At some point—after I began practicing special education law—I was diagnosed with severe ADHD. I was pretty upset—how had this gone undetected for so long? Also, I felt broken and defective, which is surprising in light of the fact that I represent a lot of children with disabilities and don’t see them as such. Immediately upon beginning treatment for ADHD, I noticed huge improvements in my motivation, focus, productivity, efficiency, ability to be present with family and friends, and just to think more clearly and quickly. It was amazing, and I could see the stark difference between neurotypical persons and persons with ADHD.
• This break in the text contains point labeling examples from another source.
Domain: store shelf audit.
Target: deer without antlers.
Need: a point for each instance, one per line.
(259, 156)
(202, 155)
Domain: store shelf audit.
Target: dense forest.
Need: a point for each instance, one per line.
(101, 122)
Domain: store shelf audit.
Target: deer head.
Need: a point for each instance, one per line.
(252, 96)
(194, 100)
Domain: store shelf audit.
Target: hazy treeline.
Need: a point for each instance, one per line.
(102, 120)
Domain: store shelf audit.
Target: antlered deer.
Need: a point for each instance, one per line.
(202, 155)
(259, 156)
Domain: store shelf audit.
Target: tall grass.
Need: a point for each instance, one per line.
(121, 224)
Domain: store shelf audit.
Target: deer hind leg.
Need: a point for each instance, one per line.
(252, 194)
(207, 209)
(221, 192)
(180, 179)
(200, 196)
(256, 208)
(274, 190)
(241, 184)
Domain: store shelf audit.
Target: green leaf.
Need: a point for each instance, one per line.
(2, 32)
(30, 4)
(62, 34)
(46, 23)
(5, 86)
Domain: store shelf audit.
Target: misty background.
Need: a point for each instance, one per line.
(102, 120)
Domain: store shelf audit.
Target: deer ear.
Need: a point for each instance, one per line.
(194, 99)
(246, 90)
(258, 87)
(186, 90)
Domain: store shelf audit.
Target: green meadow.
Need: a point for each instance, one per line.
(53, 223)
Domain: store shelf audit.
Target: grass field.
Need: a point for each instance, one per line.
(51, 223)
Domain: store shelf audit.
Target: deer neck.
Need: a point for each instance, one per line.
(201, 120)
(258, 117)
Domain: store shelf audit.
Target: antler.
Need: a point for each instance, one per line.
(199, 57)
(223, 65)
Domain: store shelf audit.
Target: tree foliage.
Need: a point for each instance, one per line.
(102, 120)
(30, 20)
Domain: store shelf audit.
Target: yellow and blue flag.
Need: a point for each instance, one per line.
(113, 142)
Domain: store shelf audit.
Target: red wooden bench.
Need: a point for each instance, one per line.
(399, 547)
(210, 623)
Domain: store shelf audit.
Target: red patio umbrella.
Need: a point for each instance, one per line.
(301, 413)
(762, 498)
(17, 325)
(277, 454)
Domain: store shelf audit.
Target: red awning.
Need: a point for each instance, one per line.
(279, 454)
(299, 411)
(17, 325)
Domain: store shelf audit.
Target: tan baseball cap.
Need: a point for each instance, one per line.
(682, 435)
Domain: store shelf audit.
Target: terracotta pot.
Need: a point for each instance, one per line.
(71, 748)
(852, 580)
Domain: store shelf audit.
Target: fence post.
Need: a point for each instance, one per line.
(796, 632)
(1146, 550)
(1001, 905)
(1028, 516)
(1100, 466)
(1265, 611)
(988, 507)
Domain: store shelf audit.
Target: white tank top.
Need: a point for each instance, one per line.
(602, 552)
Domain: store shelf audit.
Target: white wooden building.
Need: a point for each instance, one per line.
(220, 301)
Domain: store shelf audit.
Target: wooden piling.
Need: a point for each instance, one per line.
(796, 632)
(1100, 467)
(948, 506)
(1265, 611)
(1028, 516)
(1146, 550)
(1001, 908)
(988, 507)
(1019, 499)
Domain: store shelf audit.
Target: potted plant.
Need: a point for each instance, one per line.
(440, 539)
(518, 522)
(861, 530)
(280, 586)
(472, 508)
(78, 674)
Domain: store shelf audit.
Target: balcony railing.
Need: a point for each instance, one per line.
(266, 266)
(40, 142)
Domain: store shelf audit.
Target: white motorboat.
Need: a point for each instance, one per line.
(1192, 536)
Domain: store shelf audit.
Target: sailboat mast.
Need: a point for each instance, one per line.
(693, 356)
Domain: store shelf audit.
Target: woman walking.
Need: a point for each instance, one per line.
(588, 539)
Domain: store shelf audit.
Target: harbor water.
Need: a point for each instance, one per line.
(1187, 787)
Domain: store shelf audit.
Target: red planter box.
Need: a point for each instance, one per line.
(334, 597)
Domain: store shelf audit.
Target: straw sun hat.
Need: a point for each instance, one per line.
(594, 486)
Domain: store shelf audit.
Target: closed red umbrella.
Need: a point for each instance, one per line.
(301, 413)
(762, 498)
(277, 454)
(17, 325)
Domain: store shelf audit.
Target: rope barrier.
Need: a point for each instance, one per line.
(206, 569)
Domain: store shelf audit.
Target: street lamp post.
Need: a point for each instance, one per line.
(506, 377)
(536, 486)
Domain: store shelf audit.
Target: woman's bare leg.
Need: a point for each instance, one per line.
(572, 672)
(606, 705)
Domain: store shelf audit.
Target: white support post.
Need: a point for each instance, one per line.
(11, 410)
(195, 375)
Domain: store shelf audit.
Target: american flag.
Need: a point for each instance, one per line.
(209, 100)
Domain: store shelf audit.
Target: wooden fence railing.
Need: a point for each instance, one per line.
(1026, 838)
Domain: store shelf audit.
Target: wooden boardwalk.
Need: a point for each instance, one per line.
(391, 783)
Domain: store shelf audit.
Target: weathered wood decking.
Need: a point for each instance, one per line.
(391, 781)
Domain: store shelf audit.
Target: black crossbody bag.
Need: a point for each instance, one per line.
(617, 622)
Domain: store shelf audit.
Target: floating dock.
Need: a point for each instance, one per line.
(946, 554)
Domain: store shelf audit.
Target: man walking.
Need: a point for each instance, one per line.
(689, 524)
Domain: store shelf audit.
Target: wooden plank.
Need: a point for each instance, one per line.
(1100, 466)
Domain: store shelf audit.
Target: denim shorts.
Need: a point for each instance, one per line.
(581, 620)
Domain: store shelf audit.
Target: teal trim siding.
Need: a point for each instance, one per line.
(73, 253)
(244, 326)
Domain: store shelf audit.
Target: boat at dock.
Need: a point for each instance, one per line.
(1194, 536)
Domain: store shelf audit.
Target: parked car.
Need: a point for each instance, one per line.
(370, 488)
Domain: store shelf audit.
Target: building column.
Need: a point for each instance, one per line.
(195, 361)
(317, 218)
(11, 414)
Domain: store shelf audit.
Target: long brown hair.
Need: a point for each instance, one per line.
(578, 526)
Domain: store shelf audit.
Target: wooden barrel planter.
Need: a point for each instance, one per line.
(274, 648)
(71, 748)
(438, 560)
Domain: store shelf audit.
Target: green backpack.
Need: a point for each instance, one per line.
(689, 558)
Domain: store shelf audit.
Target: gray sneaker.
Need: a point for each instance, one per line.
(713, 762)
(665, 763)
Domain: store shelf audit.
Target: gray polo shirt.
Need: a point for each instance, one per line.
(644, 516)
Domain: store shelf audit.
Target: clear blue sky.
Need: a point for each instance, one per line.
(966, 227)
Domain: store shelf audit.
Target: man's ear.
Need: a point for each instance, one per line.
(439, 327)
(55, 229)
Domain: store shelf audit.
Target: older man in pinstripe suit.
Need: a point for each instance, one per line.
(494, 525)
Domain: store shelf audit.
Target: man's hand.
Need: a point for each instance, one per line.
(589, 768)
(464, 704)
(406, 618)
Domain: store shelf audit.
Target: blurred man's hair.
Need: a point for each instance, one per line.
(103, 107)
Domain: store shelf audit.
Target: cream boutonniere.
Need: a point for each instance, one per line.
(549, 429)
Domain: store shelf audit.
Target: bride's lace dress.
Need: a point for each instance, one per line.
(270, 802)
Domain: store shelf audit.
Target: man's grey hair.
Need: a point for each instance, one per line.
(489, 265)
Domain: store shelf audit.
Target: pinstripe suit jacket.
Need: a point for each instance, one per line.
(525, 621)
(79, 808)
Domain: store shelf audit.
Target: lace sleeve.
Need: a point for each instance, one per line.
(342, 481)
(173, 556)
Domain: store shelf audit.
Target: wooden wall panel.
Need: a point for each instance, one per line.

This part of my journey enables me to connect more meaningfully with my clients—the children I represent. I am able to relate to them in a way that I was unable to before. I can validate their struggles. Recently, I represented a 9-year-old boy with severe ADHD who was in big trouble at school . . . again. When I looked at him, I knew how he felt. I asked him if he wanted to do better in school and wanted his teachers to like him, and he responded with a sad and defeated “yes”. And I softly stated “[i]t’s hard, isn’t it?” And I could tell that he knew that I knew it was, and he nodded his head and almost whispered “yes”. That day, the same little boy was able to tell five adults how much he wanted his teachers to like him and how he didn’t want to be in trouble all the time and how it was “hard”. I was immensely proud of him, and so were his parents. Now I make a point to meet with all my clients—not just their parents, because I find that I can more effectively represent them this way. Also, I absolutely enjoy it and consider it one of the perks of my job.

My area of practice doesn’t necessarily attract “typical” attorneys. And I am aware that I could practice in another area for a firm and make more money and enjoy better benefits. I choose to practice in this area, because it makes me happy, and because I am able to work for myself, which provides me the flexibility to spend time with my daughters. Also, it suits me—I don’t feel that I fit the stereotype of the way in which people characterize a typical attorney. I’m silly, comfortable with my [many] flaws, and have tattoos. I don’t enjoy engaging in “legal speak” and prefer to talk about larger and—to me—more important issues and ideas. I hunger for knowledge in all areas, and I will try almost anything at least once. It took me a while to get to this point of acceptance, and it is miraculous and liberating. When people ask if I like “what I do”, I respond that I am honored to be able to do what I do.

Overall, has it been relatively smooth? If not, what were some of the struggles along the way?
Absolutely not. There have been many struggles. Getting sober from alcohol, finding out my daughter would be born with Down syndrome, becoming the mother of a daughter with special needs, divorcing and becoming a single mother of two small children, starting a law practice after a job layoff, learning at 38 years old that I had been unknowingly struggling with severe untreated ADHD for my entire life.

But I am grateful for all of these things, because they allowed me to grow as a person, and because—in each scenario—something absolutely beautiful resulted that I could not have predicted or planned. Would I have wished for any of these things at the time? Of course not. So, I am glad that it’s not up to me.

Alright – so let’s talk business. Tell us about the Law Office of Holly Terrell – what should we know?
I practice special education law, and I litigate other lawsuits against school districts, including school injury cases, Title VI cases (discrimination on the basis of race, color, or national origin), Title IX cases (sex-based discrimination), and cases filed under section 504 of the Rehabilitation Act and the Americans with Disabilities Act (disability-based discrimination). In addition, I handle disciplinary actions in schools for both typically developing children and children with disabilities.

Any shoutouts? Who else deserves credit in this story – who has played a meaningful role?
There is an attorney in Austin, Texas–Marty Cirkiel–who has been integral in my success. Also, the educational advocate who introduced me to Marty–Jack Justice. Without them, it is likely that I would be doing something else, and I am grateful for them.